In this post we introduce some utility methods to make it easier to work with arrays in Solver Foundation programs. Most real models involve either input parameters or output decision variables that involve collections. For example, in an investment portfolio optimization model we may have an input parameter that represents the mean return for each potential investment in the portfolio. In such a case the mean return may be stored in an array of doubles. In the Solver Foundation model, we’d define a Set for the investment types, and then define a parameter “meanReturn” that is indexed by that set.  Then we would call SetBinding to associate the array with the Parameter. But have a look at the signature for Parameter.SetBinding:

void SetBinding<T>(IEnumerable<T> binding, string valueField, params string[] indexFields);

It’s not at all obvious what to do!
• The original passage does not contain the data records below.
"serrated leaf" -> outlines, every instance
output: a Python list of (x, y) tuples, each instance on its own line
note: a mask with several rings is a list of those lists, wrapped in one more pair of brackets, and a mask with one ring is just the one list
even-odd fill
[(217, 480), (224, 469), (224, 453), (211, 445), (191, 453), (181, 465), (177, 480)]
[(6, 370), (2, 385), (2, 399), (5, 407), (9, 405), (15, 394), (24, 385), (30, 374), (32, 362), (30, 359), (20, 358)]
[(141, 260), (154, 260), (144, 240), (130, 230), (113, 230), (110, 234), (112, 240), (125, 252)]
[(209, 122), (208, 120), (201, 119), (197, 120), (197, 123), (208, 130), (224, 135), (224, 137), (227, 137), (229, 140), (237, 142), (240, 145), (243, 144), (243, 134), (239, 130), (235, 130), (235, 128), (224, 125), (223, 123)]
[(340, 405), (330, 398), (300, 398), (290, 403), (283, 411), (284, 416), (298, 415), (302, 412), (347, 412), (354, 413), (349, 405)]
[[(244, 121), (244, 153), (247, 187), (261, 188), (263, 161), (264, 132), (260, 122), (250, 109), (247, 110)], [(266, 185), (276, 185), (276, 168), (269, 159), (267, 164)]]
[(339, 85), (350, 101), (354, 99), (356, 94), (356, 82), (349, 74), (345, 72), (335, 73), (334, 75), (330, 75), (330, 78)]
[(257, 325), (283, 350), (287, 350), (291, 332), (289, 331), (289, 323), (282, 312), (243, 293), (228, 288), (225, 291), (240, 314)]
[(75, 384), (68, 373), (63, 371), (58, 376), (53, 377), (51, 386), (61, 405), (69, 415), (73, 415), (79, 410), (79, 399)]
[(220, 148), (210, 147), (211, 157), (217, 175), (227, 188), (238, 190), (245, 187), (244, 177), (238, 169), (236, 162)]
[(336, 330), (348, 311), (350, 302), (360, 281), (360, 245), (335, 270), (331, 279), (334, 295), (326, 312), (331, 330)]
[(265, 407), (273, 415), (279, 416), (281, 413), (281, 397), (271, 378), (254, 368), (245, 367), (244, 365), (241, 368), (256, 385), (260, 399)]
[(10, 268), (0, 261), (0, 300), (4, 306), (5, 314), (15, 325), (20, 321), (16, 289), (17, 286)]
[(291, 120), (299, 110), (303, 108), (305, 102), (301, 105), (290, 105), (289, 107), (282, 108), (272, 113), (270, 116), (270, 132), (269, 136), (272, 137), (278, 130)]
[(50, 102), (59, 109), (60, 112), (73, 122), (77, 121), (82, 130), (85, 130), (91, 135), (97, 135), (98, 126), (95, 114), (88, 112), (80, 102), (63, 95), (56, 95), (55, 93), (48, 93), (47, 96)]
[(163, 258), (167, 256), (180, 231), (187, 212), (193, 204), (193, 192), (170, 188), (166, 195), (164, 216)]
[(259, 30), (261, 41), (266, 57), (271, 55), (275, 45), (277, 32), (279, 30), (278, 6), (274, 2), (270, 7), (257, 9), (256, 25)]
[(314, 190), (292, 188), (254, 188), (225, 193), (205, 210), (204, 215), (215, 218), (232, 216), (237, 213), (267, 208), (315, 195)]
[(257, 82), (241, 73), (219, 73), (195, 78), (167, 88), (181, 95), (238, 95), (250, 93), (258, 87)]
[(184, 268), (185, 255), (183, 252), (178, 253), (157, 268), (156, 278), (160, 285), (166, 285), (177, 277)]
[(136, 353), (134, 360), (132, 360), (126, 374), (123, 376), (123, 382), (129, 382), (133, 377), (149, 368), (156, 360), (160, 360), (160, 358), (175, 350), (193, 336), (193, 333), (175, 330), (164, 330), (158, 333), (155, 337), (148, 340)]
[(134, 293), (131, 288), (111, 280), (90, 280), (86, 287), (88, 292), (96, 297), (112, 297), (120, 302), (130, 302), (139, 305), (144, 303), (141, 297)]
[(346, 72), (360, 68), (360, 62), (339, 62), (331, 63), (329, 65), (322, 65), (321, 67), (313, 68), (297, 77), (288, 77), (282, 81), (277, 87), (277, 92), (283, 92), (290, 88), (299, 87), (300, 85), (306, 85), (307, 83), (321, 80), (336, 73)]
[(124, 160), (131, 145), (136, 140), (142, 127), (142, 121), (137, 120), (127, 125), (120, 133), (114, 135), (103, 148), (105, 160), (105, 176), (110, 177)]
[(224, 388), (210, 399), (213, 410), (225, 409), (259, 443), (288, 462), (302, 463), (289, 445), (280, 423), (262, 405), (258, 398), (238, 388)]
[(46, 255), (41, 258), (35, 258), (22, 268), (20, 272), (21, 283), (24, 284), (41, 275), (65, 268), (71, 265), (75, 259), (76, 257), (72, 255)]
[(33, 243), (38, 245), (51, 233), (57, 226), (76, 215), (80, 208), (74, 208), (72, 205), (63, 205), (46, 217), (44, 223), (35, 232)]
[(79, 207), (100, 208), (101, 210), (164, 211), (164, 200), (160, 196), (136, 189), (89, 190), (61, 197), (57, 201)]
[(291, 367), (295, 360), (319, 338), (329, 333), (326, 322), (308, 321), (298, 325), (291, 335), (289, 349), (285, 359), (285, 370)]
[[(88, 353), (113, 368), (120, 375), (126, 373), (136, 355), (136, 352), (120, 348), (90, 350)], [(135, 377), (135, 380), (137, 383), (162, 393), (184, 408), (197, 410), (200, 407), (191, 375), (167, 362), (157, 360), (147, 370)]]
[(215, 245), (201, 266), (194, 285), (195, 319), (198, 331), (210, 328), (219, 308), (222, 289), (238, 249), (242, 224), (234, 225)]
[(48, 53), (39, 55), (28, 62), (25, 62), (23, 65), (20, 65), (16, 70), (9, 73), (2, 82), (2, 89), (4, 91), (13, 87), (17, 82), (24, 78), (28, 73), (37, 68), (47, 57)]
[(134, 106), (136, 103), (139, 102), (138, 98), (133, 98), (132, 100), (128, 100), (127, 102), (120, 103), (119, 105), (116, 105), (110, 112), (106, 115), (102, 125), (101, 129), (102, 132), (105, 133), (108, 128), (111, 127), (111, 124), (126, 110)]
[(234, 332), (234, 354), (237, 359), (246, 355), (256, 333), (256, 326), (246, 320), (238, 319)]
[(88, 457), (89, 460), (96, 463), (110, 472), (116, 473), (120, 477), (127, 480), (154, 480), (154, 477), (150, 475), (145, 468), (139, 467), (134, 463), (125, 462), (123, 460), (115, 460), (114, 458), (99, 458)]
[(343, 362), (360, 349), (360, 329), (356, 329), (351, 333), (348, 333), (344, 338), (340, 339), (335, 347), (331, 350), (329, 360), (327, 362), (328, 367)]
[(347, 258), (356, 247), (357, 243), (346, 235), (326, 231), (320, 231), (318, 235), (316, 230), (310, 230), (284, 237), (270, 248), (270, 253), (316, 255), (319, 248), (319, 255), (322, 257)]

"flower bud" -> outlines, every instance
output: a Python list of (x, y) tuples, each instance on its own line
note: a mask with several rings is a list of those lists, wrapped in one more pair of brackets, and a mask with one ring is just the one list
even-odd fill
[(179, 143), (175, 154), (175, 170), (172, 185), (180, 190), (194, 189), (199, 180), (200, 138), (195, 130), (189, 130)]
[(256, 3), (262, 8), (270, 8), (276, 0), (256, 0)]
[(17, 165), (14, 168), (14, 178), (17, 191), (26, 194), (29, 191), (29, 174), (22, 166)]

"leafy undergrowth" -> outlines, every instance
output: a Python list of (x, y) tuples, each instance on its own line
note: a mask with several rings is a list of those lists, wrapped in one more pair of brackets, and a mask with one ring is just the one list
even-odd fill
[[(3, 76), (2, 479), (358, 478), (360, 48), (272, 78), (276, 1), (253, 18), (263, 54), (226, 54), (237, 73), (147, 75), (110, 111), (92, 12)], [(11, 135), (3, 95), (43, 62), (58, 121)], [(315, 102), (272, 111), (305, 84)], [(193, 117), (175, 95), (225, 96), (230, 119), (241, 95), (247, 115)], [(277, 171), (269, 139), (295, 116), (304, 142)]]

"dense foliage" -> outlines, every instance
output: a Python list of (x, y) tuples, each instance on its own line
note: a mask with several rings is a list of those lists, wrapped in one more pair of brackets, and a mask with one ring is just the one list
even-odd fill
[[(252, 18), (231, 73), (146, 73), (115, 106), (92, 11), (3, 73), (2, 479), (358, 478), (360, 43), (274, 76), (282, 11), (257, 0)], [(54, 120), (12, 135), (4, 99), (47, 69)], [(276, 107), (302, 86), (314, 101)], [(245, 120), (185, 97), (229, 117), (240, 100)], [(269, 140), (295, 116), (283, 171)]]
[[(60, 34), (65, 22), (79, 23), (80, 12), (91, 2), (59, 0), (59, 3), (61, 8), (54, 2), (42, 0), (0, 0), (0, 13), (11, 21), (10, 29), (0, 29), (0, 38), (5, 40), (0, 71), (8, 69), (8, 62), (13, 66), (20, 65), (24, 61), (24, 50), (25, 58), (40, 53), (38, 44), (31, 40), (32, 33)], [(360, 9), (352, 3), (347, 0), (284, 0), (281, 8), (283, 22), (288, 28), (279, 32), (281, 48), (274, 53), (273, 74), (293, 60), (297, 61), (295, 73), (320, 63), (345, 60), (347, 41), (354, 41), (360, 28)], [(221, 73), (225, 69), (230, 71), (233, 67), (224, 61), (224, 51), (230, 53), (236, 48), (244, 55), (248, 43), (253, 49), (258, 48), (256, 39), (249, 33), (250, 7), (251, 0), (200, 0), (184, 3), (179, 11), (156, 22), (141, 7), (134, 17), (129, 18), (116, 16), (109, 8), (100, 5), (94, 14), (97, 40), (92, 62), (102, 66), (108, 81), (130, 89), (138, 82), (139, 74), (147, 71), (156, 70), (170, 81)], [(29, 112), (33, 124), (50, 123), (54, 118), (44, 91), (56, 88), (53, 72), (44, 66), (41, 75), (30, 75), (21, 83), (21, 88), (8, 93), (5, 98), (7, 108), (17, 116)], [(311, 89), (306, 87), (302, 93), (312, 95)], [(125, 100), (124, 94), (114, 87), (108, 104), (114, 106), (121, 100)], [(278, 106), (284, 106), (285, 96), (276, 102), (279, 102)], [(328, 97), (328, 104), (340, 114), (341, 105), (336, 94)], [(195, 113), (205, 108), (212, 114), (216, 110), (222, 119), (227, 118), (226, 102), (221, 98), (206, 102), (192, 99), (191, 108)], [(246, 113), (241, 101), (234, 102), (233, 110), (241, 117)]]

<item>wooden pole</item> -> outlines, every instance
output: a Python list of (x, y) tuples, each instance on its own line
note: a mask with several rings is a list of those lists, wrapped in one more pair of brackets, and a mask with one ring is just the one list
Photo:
The first entry should obviously be the array (since arrays implement IEnumerable), but what should we fill in for the “valueField”? If I had an array of objects, I would fill in the name for the property on the object that returned the mean return. But in this case I have an array of doubles. One way to handle this problem would be to transform the array of doubles into an array of objects with the right type. But it’s a pain to do this each time I want to bind to an array. So why not write some utility methods that automatically do this work?  Here goes:

    /// <summary>Bind an indexed parameter to an IEnumerable of values.
    /// </summary>
    public static void SetBinding(this Parameter parameter, IEnumerable<double> data) {
      parameter.SetBinding(ToIEnumerable(data), "Value", "Key");
    }

    private static IEnumerable<KeyValuePair<int, T>> ToIEnumerable<T>(IEnumerable<T> vector) {
      return vector.Select((d, index) => new KeyValuePair<int, T>(index, d));
    }

I have added a method called SetBinding. The “this” before the first argument means that SetBinding is an extension method, which means we can call it as if it were a member of the Parameter class. The body of the method calls a utility function called ToIEnumerable. ToIEnumerable simply does a LINQ Select on the data, transforming it into an IEnumerable of (key, value) pairs. Now we’ve got what we want! We pass it into SetBinding, specifying “Value” and “Key” for the value and index fields, respectively. 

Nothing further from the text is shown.